このような新しい戦争を通して生まれたのが、“殲滅”という戦略概念である。
■ 勝利か死か
1812年、ナポレオンはフランス軍と属国軍隊の混成による60万人規模の遠征軍を組織した。目標はロシア帝国。フランスにとって、ロシアの存在は戦略上の最大の懸念事項だった。ロシアさえ潰せば、対イギリス戦でも優位に立つことができる。
だがロシアの厳冬が、その思惑を粉々に破壊した。次々に倒れた軍馬の代わりに兵士が物資を運び、その兵士もまた倒れていく。ここは列氏−30度すわなち摂氏−37.5度の平原である。重火器、軽火器、荷車、そして兵士という順番にフランス軍はその装備と人員を失っていった。モスクワを目指していた当初は60万人いたはずの遠征軍は、ついに1万人を切ってしまった。

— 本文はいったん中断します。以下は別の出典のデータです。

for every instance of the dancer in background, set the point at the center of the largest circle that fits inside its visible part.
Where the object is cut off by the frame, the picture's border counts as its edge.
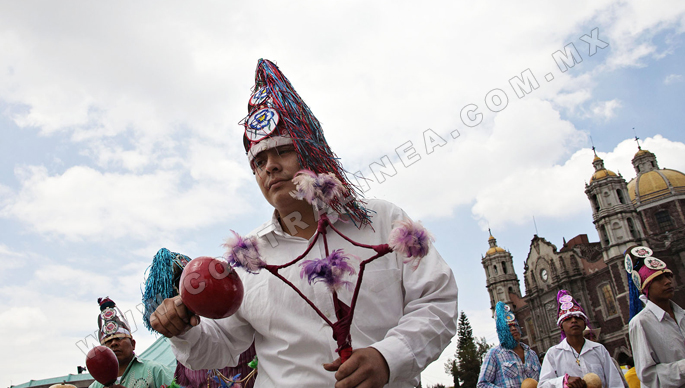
(574, 357)
(657, 333)
(507, 365)
(115, 333)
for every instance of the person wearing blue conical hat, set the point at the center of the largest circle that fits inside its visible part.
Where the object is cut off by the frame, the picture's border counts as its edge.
(657, 333)
(510, 363)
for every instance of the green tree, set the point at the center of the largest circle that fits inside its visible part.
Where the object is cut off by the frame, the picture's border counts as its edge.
(465, 367)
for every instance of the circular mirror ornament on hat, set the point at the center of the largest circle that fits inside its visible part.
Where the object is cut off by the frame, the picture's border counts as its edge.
(641, 252)
(636, 279)
(261, 124)
(629, 264)
(111, 327)
(654, 263)
(108, 314)
(259, 96)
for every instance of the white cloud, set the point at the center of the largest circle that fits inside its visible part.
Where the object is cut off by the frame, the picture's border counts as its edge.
(605, 109)
(673, 78)
(86, 203)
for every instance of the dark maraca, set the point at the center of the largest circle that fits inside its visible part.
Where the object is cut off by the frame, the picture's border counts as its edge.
(103, 365)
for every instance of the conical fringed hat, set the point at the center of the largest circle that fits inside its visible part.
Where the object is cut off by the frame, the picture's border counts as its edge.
(111, 322)
(279, 116)
(503, 318)
(642, 268)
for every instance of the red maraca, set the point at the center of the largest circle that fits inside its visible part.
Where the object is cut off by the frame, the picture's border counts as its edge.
(210, 288)
(103, 365)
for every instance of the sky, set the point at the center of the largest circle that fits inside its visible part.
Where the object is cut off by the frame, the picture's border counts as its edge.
(119, 135)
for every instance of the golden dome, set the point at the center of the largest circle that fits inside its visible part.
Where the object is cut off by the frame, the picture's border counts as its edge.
(601, 174)
(654, 184)
(494, 250)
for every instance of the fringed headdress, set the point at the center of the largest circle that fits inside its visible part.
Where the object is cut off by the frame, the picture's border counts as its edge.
(503, 319)
(641, 269)
(278, 116)
(567, 307)
(111, 321)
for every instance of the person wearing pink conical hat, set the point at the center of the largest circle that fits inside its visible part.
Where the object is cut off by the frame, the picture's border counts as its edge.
(115, 333)
(657, 333)
(567, 363)
(405, 313)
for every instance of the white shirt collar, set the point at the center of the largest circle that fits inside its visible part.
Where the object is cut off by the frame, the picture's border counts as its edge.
(660, 314)
(564, 345)
(656, 310)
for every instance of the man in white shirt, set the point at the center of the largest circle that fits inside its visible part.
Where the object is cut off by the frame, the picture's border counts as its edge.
(567, 363)
(405, 315)
(657, 333)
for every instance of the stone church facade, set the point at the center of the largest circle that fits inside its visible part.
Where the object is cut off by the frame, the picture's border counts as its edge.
(647, 210)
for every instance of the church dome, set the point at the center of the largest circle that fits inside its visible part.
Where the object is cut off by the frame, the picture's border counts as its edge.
(641, 152)
(493, 246)
(494, 250)
(600, 171)
(655, 184)
(601, 174)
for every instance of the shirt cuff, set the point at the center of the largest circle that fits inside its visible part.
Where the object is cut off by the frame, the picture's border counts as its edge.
(400, 359)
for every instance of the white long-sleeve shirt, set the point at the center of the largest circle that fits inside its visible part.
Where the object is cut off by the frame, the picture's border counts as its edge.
(659, 346)
(560, 359)
(408, 315)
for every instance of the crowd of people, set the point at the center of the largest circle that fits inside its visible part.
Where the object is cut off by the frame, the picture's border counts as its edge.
(405, 311)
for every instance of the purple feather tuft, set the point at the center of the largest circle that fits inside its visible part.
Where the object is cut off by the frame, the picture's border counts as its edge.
(319, 190)
(329, 270)
(243, 252)
(410, 239)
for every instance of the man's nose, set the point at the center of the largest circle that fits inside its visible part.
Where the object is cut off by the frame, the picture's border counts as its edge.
(273, 163)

だがここで肝心なのは、その後の1813年プロイセン戦役でナポレオンは再び数十万規模の軍隊を繰り出しているという事実だ。兵力の補充とそれに伴う徴集は1814年フランス戦役、そして1815年のワーテルロー会戦でも繰り返し行われている。
ワーテルローでナポレオンは、激戦の末にウェリントン公アーサー・ウェルズリーに敗北した。その敗因は「ド・グルーシーの石頭のせい」、「ウーゴーモン屋敷を奪えなかった」、「ミシェル・ネイの無謀な騎兵突撃があったから」等々言われているが、もし緒戦でプロイセンのブリュッヘルの部隊を完全駆逐したとしても、そこで手にする戦略的安定は脆いものだったに違いない。